Metadata-Version: 2.1
Name: startds
Version: 0.1.1
Summary: A data science experiment framework.
Home-page: https://www.dolphyn.io/
Author: Dolphyn
Author-email: support@dolphyn.io
License: MIT
Project-URL: Documentation, https://github.com/dolphynhq/startds
Project-URL: Source, https://github.com/dolphynhq/startds
Description: # Start Data Science
        
        _An opinionated, organized way to start and manage data science experiments._
        
        Start Data Science is a template to help you set up experiments. It brings structure to exploratory data analysis (EDA), through to feature extraction, modeling, and resultant outputs whether they're figures, reports, APIs, or apps. 
        
        &nbsp;
        
        The main components are:
        
        - A pre-defined framework creating organization for your experiment
        - A pre-compiled `requirements.txt` featuring over 150 commonly used data science libraries
        - Extensible scripts with boilerplate for Streamlit, Flask, FastAPI and Cortex.
        
        - (Work in progress) A library of common helpers like writing and reading to S3, methods to clean, transform and extract features from data
        
        - (Work in progress) Adding more open source solutions for apis and apps (eg BentoML)
        
        &nbsp;
        
        The idea of this repo is to provide a comprehensive structure. The user is to delete portions, and manipulate the dag accordingly per their experiment needs. 
        
        &nbsp;
        
        ## Getting Started
        
        1. Install the library
        ```sh
        pip install startds
        ```
        
        2. Create your first experiment
        ```sh
        startds create <exp_name>
        ```
        
        ## Usage  
        ### Available Commands
        
        - _create_
        ```sh
        startds create <exp_name> [--api flask|fastapi|cortex|all(default)] [--mode eng|ds|all(default)]
        ```
        
        Creates a new experiment directory structure. where `exp_name` is the name of the new experiment you want to create. This will create a new folder named `exp_name` in the current folder. 
        
        Options that can be provided with this command are 
        `--api` and `--mode`. 
        
        `--api` can only take on one of these values : `flask`, `fastapi`, `cortex`, `all` (default value is `all`).
        This will accordingly create boilerplate code for that specific api tool in your `_apis` folder.
        
        `--mode` can only take on one of these values : `eng`, `ds`, `all` (default value is `all`).
        This affects which folders are created in the `src` folder. 
        
        If `eng` is used as the mode, only folders specific to engineering operations will be created : `_apis`, `_apps`, `_orchestrate`, `_tests`.
        
        if `ds` is used as the mode, only folders specific to data science operations will be created : `clean`, `explore`, 
        `transform`, `train`.
        
        
        If no options are provided, the full experiment directory will be created. 
        &nbsp;
        
        - _env_
        ```sh
        startds env  [-f path_to_requirements.txt]
        ```
        
        This command creates a virtual environment in the directory from where it is run.
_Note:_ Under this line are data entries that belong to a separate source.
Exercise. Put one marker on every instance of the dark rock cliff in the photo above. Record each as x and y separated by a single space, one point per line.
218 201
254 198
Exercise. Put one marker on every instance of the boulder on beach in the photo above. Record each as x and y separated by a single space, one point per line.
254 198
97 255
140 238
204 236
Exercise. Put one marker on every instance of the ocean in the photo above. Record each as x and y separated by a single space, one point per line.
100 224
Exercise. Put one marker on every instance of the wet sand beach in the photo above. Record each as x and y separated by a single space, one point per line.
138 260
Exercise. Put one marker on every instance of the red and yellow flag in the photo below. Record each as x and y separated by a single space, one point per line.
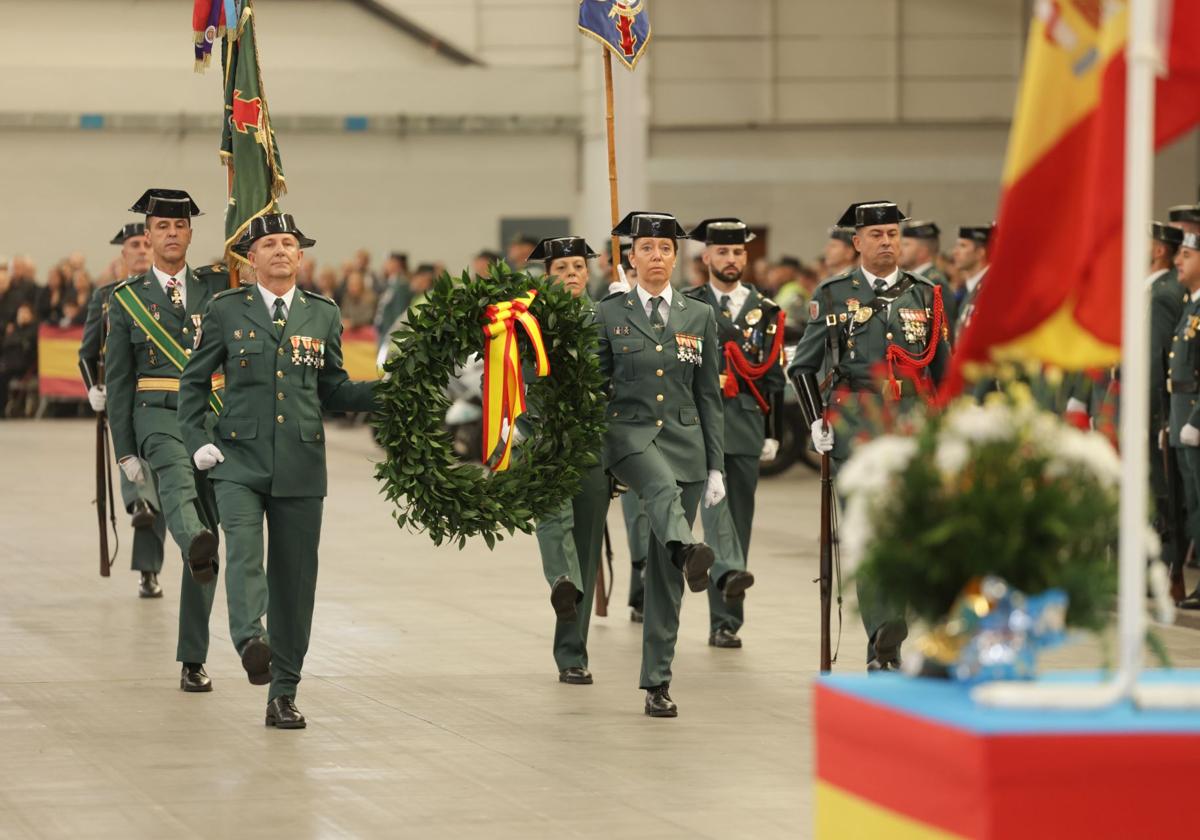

It is recommended to run this command from the home directory of the new experiment you created with ```startds create```.
        
        Option `-f` can be used to specify your custom `requirements.txt`. In the absence of this option, the default ```requirements.txt``` located at the root directory of your experiment will be used. You can also simply overwrite that default file. 
        
        The default env command initializes a virtual environment for the experiment with over 150 of the most commonly used data science libraries. Note, it installs `airflow` which is required in order to execute the dag.
        
        To start the new virtual environment created, run
        ```sh
        source .venv/bin/activate
        ```
        
        &nbsp;
        
        ### Running the experiment
        
        ```python
        python run.py
        ```
        Runs `dag.py` which is configured using `airflow` by default. Note: you will require airflow, or you can configure using your preferred orchestrator. The dag can be easily modified to add or remove steps, and/or execute individual components.
        
        &nbsp;
        
        ### Running tests
        
        Tests are to be written in the _tests folder inside src folder. ```pytest``` package can be used to run these tests.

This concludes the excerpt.